Kinder Morgan, a company that transports almost 40 percent of all the natural gas in the US, said that natural gas exports from the US to Mexico are estimated to increase from 2.9 billion cubic feet per day (bcfd) in 2015 to 5.2 bcfd in 2019, an increase of almost 80 percent.
This trade story is far from over. Many analysts see strong opportunities for US companies across the energy horizon. From pipeline construction and refurbishment, to rail and truck infrastructure developments, to ongoing investment in the oil and gas industry here in the US-the future of energy, trade, and transportation looks promising.
But there are also a few clouds on the horizon for US companies.

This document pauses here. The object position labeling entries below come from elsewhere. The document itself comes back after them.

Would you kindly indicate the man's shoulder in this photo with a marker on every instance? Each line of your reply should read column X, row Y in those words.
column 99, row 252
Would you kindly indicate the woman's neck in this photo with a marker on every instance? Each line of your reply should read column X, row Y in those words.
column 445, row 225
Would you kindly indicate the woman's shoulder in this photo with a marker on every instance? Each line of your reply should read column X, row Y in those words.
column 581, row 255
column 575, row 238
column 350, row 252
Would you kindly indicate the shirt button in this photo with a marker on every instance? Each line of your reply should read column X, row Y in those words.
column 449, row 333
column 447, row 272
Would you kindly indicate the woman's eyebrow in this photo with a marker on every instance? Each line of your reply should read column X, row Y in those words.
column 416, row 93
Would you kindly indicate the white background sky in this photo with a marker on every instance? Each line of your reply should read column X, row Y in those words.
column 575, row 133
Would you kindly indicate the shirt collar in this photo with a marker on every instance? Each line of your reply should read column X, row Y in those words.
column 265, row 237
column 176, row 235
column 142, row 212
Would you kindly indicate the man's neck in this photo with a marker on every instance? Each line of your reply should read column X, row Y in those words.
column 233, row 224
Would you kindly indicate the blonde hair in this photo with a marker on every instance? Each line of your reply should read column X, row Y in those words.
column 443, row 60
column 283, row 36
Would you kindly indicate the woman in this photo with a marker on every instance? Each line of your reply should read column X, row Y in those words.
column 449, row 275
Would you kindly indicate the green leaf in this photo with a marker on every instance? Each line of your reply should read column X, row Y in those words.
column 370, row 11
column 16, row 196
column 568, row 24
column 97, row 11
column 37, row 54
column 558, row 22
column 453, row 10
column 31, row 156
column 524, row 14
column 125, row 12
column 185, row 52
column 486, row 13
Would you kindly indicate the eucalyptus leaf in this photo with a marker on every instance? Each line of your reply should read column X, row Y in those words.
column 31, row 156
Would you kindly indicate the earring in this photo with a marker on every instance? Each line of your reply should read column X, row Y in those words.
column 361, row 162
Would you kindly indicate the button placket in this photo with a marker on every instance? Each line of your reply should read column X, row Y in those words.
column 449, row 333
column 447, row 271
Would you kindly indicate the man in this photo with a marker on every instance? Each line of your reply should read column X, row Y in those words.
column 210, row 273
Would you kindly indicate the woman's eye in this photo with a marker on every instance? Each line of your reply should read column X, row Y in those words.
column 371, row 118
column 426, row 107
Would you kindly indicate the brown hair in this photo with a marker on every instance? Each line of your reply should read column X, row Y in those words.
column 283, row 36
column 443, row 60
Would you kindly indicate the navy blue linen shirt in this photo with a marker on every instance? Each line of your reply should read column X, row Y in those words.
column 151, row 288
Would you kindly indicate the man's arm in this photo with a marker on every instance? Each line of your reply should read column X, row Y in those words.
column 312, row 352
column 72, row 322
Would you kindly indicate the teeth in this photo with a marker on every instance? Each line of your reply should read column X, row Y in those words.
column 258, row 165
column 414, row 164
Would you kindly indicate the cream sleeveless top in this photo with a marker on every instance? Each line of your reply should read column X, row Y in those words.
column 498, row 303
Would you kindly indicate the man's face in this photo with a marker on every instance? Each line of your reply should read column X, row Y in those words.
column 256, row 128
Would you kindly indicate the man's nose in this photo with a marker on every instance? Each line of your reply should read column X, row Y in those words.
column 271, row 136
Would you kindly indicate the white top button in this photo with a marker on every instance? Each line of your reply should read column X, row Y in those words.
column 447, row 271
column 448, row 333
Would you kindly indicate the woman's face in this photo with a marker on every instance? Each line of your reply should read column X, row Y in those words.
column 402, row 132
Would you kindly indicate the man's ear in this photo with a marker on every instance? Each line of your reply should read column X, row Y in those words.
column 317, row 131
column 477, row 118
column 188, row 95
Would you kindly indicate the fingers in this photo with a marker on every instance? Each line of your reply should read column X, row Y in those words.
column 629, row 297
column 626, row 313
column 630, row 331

Just as President Trump rallies his fans with denunciations of unjust trade deals, the new President of Mexico, Andrés Manuel López Obrador, is criticizing his predecessor’s policy reforms that increased Mexico’s reliance on US trade. He has promised to stop importing gasoline and diesel fuel from the US and other countries by 2021: a tall task for a country that currently lacks the infrastructure to accomplish this.
Currently, Mexico can meet approximately one-third of its demand with fuel produced by Mexican refineries. By contrast, Texas refineries produce about 60 percent of that amount.
And as the news of recent weeks indicates, commodities are a volatile group. According to the Wall Street Journal, “Since the start of November, US crude prices have had four days in which daily losses exceeded 6 percent.”
As you read the news on your iPhone over lunch or watch it at the gym while you’re burning those holiday calories, remember that global trade isn’t some arcane political topic. It’s an opportunity for companies in our industry to build a more dependable and globally accessible energy infrastructure for ourselves and our neighbors around the world.